Grutas sofrem até com visitação sem controle
A Pedra do Cálice está longe de ser a única estrutura com potencial turístico e valor histórico e cultural que vem sendo deixada em segundo plano em Pains. De acordo com o advogado e técnico ambiental Mário da Silva Oliveira, secretário de Meio Ambiente da cidade entre 2009 e 2016, os recursos geológicos da cidade já estão quase todos vendidos a empresas, nem todas atuando com os cuidados, a fiscalização ou as licenças necessárias.

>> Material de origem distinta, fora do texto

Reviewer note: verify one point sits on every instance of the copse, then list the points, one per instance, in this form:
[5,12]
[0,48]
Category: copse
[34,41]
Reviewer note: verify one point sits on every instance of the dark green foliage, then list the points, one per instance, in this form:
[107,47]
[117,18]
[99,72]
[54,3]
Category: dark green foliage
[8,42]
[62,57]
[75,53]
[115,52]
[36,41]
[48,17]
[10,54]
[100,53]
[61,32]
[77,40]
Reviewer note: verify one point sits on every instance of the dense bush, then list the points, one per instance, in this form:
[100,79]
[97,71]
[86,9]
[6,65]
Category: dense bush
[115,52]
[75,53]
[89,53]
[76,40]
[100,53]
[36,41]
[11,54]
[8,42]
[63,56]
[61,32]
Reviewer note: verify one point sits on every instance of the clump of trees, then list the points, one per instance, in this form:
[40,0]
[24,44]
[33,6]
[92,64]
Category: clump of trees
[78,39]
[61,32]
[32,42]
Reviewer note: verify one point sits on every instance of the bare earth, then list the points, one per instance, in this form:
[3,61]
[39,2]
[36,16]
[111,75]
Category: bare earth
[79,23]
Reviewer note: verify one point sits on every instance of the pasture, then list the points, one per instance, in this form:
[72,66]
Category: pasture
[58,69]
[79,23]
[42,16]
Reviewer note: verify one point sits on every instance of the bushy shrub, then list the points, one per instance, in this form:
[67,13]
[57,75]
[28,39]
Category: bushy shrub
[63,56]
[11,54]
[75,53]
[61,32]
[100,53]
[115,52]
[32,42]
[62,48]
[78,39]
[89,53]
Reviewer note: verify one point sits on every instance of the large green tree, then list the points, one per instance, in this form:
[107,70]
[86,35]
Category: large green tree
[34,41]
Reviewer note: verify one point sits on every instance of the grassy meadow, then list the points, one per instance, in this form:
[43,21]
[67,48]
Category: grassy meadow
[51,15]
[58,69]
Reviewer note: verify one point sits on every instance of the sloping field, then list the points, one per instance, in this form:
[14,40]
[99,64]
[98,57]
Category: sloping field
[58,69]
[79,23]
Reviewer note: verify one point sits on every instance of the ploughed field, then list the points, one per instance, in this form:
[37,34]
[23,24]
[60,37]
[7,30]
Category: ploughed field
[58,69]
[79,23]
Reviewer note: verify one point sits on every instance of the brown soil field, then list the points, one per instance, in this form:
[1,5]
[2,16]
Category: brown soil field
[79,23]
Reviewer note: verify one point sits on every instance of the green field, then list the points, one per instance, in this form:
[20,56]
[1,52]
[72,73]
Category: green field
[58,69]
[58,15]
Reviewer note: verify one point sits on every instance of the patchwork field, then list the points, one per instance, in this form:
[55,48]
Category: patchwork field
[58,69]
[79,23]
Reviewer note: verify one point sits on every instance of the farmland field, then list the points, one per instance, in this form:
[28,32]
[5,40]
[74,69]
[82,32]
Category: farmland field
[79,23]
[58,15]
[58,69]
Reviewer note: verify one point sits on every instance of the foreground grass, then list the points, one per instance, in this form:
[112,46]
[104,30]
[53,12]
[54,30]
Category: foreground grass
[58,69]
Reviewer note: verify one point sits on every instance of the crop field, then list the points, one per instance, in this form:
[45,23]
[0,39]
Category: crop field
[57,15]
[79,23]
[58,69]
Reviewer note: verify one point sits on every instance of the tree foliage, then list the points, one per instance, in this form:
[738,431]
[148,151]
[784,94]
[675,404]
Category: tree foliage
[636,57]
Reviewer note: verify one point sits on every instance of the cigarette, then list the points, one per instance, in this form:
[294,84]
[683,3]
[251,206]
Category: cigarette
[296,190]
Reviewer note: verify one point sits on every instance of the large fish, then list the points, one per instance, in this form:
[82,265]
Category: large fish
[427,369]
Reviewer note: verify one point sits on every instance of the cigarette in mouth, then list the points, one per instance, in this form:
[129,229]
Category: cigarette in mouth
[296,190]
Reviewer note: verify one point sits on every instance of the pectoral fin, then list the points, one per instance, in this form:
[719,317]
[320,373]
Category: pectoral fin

“Quase todos os afloramentos aqui são poligonais que pertencem a alguma mineradora. Não tem mais nada livre por aí, não. As estruturas todas têm marcas maiores ou menores de impactos da mineração, tanto estrutural como de dilatação, porque treme. A gente visita (as grutas), mas nenhuma é regularizada. Uma pena, porque são de uma beleza incomum”, aponta.
Uma dessas atrações naturais é a Gruta do Brega, cavidade com três salões amplos e conhecida por uma formação rochosa em formato que lembra um dinossauro, resultado de processo naturais de milhares de anos. O local fica em ponto onde já há requerimento de lavra ativo junto à Agência Nacional de Mineração (ANM).
Assim como as demais cavidades de Pains, a Gruta do Brega não tem um sistema regular de visitação. O local fica dentro de uma fazenda, próximo ao limite entre Pains e Pimenta. A equipe do EM esteve na cavidade e constatou problemas que poderiam ser evitados caso existisse organização do turismo e uma forma de controlar a entrada de visitantes.
Dentro dos amplos salões e mesmo a partir da entrada da gruta, é possível perceber pichações, pedaços de formações rochosas quebradas e até mesmo rastros de pneu de moto dentro da cavidade. Além da riqueza espeleológica, o local é hábitat de uma fauna específica, e as próprias características da cavidade natural requerem cuidados especiais em relação à luminosidade e ao barulho.
Mais próxima do Centro de Pains, a Gruta do Éden é outra potência turística não aproveitada na cidade. A poucos metros da entrada da cavidade, fechada, funciona a Mineração Saldanha. Em Termo de Ajuste de Conduta (TAC) assinado pela empresa junto à Secretaria de Estado de Meio Ambiente (Semad), está prevista uma série de ações de controle de impactos nas grutas e recursos hídricos da área. A reportagem procurou a empresa e a Prefeitura de Pains para questionar sobre o cumprimento das normas, mas não obteve resposta.